O Ministro de Estado para a Coordenação Económica de Angola, José de Lima Massano, disse que o aumento do preço do petróleo nos mercados internacionais, devido à guerra no Irão, é positivo para países exportadores como Angola.

Entretanto, apesar da vantagem, o dirigente anotou que, num outro prisma de análise, uma desvantagem derivada da inflação que pode ser propiciada através das importações.

“São notícias interessantes, mas temos de fazer um compasso de espera e ver como pode impactar, porque [a subida dos preços do petróleo] pode ser efémera, ou de médio e longo prazo.

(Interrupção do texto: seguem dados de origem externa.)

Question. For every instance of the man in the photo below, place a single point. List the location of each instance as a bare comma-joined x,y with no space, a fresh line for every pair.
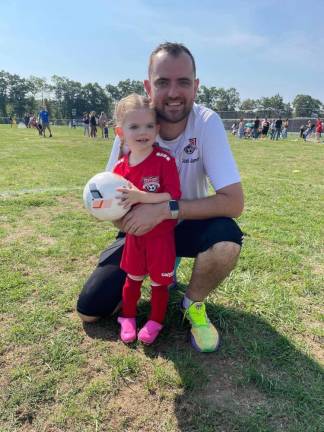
44,121
195,136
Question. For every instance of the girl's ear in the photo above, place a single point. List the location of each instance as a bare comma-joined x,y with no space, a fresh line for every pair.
119,131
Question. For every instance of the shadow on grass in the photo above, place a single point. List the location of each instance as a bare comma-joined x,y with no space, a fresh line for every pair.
257,381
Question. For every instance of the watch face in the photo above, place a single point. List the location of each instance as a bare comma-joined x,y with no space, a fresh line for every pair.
174,206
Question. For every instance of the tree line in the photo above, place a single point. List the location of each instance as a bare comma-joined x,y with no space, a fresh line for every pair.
19,95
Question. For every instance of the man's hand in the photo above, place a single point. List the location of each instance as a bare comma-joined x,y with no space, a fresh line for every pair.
129,195
143,218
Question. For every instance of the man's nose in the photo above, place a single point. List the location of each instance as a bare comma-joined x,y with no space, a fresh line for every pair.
173,90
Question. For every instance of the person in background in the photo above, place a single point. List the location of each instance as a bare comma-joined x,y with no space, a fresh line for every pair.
106,131
85,121
265,128
240,131
284,133
278,128
272,129
256,126
319,129
93,124
103,119
43,119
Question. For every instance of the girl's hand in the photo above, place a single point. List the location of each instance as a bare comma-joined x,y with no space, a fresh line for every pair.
129,195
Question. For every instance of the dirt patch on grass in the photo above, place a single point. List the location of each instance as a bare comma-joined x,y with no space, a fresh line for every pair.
222,392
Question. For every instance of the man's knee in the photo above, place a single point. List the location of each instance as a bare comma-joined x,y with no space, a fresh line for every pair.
225,253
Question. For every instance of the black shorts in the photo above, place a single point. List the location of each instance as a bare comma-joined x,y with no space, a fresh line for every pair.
102,292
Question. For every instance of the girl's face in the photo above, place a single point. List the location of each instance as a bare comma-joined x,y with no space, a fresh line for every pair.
139,129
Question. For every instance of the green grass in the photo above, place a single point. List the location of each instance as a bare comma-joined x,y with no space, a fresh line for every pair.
60,375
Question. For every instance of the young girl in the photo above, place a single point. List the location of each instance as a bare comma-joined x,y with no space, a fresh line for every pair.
153,178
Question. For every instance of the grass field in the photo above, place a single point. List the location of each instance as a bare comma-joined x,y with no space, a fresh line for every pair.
60,375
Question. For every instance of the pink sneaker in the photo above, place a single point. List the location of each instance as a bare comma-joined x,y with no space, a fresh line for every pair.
149,332
128,329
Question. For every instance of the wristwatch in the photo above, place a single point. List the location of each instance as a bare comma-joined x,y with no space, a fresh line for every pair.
174,209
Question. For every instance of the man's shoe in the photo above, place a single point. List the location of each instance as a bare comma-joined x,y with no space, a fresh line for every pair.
204,335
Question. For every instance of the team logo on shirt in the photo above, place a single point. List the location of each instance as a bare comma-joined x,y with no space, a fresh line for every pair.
191,146
151,184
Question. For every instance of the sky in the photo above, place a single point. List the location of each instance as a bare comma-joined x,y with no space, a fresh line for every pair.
261,48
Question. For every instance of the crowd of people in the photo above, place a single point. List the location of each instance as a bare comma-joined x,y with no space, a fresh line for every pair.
272,128
91,122
275,129
39,122
307,131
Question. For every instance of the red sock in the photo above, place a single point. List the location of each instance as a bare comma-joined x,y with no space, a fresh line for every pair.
159,303
131,295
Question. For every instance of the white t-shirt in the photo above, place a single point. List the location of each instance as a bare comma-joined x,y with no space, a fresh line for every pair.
202,151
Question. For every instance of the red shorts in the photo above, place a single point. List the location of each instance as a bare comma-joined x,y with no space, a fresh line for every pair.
154,256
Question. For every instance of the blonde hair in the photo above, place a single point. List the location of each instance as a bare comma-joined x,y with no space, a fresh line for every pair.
131,102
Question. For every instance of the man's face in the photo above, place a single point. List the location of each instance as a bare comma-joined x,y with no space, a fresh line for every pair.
172,86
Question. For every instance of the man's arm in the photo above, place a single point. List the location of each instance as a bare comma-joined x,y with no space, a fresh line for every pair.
227,202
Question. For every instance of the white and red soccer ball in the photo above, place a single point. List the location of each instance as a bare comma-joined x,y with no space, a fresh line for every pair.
99,196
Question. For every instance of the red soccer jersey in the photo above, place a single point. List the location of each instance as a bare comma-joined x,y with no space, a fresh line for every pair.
157,173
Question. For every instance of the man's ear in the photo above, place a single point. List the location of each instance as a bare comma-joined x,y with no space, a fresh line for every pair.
196,85
147,87
119,131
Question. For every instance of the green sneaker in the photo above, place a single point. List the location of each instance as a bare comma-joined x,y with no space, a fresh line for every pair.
204,336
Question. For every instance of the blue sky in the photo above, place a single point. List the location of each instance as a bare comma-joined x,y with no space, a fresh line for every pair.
259,47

Vamos ter de nos ajustar em conformidade”, disse José de Lima Massano comentando os efeitos da subida do preço do barril, desencadeada pela guerra movida por Israel e os Estados Unidos da América contra o Irão e que se tem alargado pela região do Médio Oriente.

Na primeira edição da conferência “Radar África – Os Caminhos de Angola”, que o Jornal de Negócios realizou em Lisboa, o ministro angolano referiu que, no imediato, são sempre “notícias positivas para os países produtores de petróleo”.

Contudo, continuou o governante, “no caso concreto de Angola, que tem uma factura ainda alta de importações de bens essenciais, vai também sofrer os efeitos do aumento dos preços do petróleo”, disse, apontando a inflação que continua acima de dois dígitos.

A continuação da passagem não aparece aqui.